Lighthouse Accessibility Benchmark
The Lighthouse accessibility benchmark scores web pages 0-100 against WCAG-aligned automated audits for contrast, ARIA, labels, and structure. The failing-audit list drives fixes, but automated checks catch only part of real accessibility.
The Lighthouse accessibility benchmark measures how well a web page meets automated accessibility checks. Lighthouse, an open-source auditing tool built into Chromium developer tools and available in CI, runs a battery of accessibility audits derived largely from the axe-core engine and aligned with Web Content Accessibility Guidelines (WCAG). It produces a 0-100 score plus a list of specific failures.
Accessibility is both an ethical and often legal requirement, and automated scoring gives teams a fast, repeatable signal to catch regressions, though it covers only part of true accessibility.
What It Measures
The accessibility score is a weighted aggregate of individual audits, each of which passes or fails. Audits check for issues such as insufficient color contrast, missing alt text, improper ARIA usage, missing form labels, poor heading structure, and keyboard/focus problems. The benchmark also reports the count of passed and failed audits and lists each failing element, which is the actionable output.
Methodology
Lighthouse loads the page in a controlled browser environment and runs each accessibility audit against the rendered DOM. Most checks come from axe-core, which evaluates the accessibility tree, ARIA attributes, contrast ratios, and semantic structure.

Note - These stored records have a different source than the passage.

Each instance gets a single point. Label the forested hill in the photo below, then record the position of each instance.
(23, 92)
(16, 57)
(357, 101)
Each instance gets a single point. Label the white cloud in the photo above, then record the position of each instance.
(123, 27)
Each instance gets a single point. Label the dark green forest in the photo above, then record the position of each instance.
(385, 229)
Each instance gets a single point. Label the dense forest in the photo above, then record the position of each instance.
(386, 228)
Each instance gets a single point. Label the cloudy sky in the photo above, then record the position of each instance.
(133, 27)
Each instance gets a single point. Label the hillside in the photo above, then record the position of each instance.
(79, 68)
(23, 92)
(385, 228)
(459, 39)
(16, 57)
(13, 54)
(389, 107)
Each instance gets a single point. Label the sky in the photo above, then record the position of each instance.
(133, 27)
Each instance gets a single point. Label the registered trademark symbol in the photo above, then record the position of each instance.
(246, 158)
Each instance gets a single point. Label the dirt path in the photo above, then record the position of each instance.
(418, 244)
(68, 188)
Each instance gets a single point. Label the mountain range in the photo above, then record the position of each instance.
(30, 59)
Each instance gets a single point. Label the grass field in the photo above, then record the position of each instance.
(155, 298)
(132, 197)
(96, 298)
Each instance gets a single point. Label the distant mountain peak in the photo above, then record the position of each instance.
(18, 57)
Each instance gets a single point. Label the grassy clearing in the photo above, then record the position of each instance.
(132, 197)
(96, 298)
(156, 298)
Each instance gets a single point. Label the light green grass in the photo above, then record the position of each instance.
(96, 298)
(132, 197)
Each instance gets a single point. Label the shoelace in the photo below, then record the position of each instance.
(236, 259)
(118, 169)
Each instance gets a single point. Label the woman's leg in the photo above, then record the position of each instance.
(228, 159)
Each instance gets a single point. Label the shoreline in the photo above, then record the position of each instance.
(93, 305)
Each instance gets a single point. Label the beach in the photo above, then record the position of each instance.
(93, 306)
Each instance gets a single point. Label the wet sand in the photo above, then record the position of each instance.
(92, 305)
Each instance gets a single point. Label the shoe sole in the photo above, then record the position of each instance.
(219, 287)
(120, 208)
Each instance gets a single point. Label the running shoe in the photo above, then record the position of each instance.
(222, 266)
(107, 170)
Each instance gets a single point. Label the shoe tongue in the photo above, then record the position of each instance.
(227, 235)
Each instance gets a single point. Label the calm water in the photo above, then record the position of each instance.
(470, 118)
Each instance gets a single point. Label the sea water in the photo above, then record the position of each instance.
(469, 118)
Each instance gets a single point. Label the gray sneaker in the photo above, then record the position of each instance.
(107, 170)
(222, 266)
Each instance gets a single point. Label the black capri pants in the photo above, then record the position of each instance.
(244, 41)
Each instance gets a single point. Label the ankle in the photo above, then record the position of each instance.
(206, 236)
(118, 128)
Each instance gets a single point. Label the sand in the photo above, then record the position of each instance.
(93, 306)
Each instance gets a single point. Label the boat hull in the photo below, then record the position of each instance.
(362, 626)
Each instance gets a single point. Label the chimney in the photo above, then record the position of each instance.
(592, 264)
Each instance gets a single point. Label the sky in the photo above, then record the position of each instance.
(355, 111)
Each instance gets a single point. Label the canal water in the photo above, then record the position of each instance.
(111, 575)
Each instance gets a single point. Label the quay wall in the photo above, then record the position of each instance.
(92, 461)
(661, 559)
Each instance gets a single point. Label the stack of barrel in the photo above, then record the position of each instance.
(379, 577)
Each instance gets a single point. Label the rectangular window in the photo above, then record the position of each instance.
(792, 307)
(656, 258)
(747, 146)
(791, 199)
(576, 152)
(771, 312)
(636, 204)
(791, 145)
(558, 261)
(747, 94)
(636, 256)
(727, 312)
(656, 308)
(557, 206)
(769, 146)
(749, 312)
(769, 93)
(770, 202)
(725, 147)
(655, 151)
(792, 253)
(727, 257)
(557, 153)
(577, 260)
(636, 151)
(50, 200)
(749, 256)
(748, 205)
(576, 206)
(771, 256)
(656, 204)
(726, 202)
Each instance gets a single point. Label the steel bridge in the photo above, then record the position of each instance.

Each audit is weighted by impact, and the weighted pass/fail results combine into the 0-100 score. Because the audit runs on a single rendered state, dynamic content and authenticated flows require scripted navigation to a representative state before auditing. Running Lighthouse in CI on key pages catches regressions, and comparing scores across builds tracks progress. The detailed report attributes each failure to specific elements with remediation guidance.
How to Interpret Results
Treat the score as a floor, not a certificate of accessibility. A perfect 100 means automated checks passed, but automated tooling can only detect roughly a third to half of WCAG issues; many criteria require human judgment. The failing-audit list is more valuable than the number, since each entry is a concrete, fixable problem. Prioritize high-impact failures like missing labels and contrast, which affect many users. Use the score for regression detection across builds rather than as the sole accessibility goal, and always supplement it with manual testing, screen-reader checks, and keyboard navigation.
Limitations
Automated accessibility testing catches only a portion of real barriers; issues like meaningful focus order, sensible alt-text content, logical reading flow, and usable interactions with assistive technology need human evaluation. A high Lighthouse score can create false confidence. The audit runs on one page state, missing dynamic, authenticated, or multi-step flows unless scripted. Scores can fluctuate with content and viewport. The benchmark is best used as a fast regression guard and starting point, integrated into CI and paired with manual and assistive-technology testing for genuine conformance.